Police say Breanna, who attends school in Le Mars, and her mother had been staying with Trobaugh's family in the farmhouse.

The Plymouth County Sheriff's Office doesn't have any history of dealing with the dogs.

Veterinarian John Conley said the dogs, Karma and Sampson, have not exhibited any signs of rabies or other illness since they were brought into the Town and Country Veterinary Clinic for a required 10-day observation period.
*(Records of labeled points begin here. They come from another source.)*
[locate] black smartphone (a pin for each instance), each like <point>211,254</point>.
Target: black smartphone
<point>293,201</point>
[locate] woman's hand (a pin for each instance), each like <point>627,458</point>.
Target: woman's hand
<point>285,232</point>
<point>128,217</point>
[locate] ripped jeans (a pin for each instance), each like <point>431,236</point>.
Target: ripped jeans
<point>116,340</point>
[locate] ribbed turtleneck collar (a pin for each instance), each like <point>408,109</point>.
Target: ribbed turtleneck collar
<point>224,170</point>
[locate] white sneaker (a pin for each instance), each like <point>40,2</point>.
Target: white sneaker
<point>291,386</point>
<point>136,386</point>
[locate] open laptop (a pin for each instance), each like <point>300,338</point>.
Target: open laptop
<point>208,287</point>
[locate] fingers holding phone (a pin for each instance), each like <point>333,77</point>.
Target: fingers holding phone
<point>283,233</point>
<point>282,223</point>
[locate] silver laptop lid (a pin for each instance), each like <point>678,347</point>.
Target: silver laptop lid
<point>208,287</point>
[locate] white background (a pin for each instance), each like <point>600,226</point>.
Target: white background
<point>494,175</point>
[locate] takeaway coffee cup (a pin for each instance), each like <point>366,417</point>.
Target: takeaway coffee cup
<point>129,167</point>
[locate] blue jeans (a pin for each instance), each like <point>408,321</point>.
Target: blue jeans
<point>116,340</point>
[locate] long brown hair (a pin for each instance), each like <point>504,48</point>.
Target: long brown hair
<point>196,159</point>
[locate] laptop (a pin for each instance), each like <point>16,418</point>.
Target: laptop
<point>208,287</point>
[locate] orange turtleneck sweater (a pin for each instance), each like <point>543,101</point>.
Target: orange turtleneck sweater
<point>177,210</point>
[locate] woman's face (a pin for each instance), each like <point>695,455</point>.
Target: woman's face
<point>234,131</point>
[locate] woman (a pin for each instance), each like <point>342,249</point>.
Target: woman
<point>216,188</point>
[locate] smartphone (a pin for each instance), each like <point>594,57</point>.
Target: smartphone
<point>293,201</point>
He said the dogs have been well behaved since they were brought in to the Le Mars facility and have not displayed violent tendencies at the clinic in the past.

Once the 10 days are up, police said, Trobaugh will likely decide whether she wants the dogs back or if they will be euthanized. Officials do not plan to charge her with any crime, Singer said

"We don't foresee any charges at this point," he said.